I may just possibly have started tinkering with the first (cssgip) item, reviving some fast and simple ImageMagick code to extract a mean colour: convert XXX.jpg +dither -colors 1 -unique-colors txt:. That hex colour code can then be dropped into a style attribute eg style="background:#efefef" in the image tag.

A quick run in WebPageTest emulating a 56kbps modem connection shows that once the (Chrome in this case) browser makes space for the image, the background colour is used for undecoded areas. This will be less useful on progressive images, more useful on typical non-progressive PNGs. It is annoying that browsers will not believe supplied width/height attributes and make space ready, before attempting to load metadata from the source image. For a typical mobile device, with (often) plenty of bandwidth, but high latency, there is not much time between receiving metadata to size the image on the page, and starting to paint it. Maybe with decoding=async the gap might be more usefully filled by this background effect.

Work Storage: Make Files while the Sun Shines...

(See next work storage note.)

Parts of the site such as live stats graphs are (re)built more often when there is more energy available in the off-grid system, eg when the sun is shining brightly and the batteries are full. On the grid this would be known as "Demand Control" or "Dynamic Demand Management (DDM)", or "Dynamic Demand". This simply reduces the frequency with which some work is done when energy is scarce. Work avoided in this case may never (need) to be done at all.
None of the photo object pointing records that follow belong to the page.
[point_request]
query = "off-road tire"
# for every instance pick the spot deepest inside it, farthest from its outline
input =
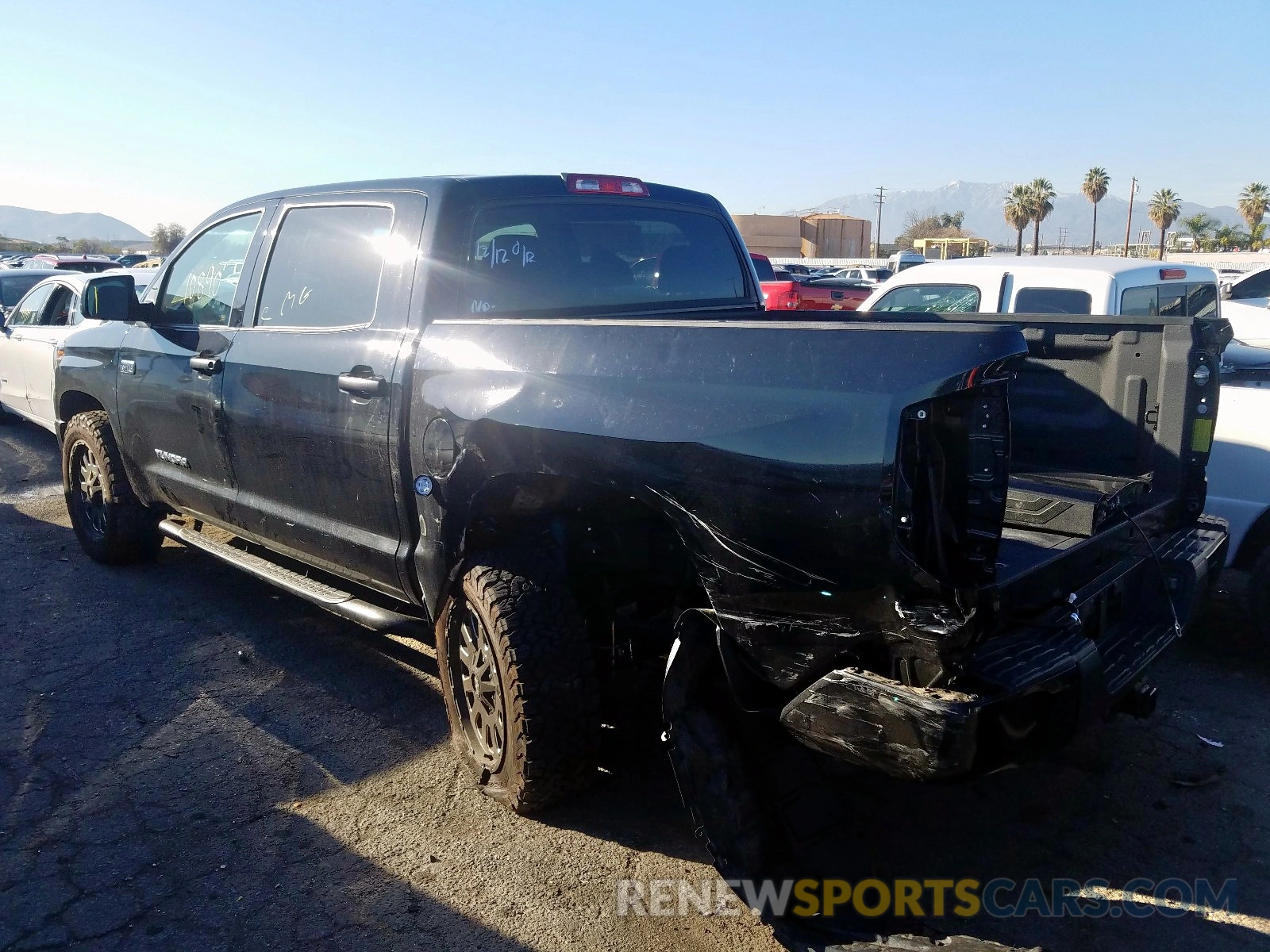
(546, 676)
(1259, 596)
(126, 531)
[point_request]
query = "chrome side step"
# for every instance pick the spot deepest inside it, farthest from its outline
(334, 601)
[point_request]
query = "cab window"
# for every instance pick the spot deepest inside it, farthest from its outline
(930, 298)
(31, 308)
(202, 282)
(324, 270)
(1053, 301)
(600, 258)
(1170, 301)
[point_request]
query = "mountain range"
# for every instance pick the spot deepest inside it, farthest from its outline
(32, 225)
(982, 205)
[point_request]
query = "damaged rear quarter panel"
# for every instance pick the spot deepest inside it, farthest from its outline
(768, 444)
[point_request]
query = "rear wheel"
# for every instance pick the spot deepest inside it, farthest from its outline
(520, 681)
(111, 524)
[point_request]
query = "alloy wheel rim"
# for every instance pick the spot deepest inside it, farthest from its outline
(88, 489)
(478, 689)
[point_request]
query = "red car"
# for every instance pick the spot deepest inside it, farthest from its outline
(806, 295)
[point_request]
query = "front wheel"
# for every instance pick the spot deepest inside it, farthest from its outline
(110, 522)
(520, 681)
(1259, 596)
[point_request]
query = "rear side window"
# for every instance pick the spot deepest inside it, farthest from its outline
(324, 270)
(1170, 301)
(930, 298)
(601, 258)
(1053, 301)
Now I've added to that by relaxing the strictness with which some pages are rebuilt unless energy is abundant. Thus I store up work when energy is scarce, which is an alternative to storing the energy to build those pages. This may also mean that some intermediate builds are never done and that energy is permanently 'saved' rather than just having its use postponed. I have done this for the Gallery for many years.

There is going to need to be a lot more of this, woven into the fabric of the Web, as routine.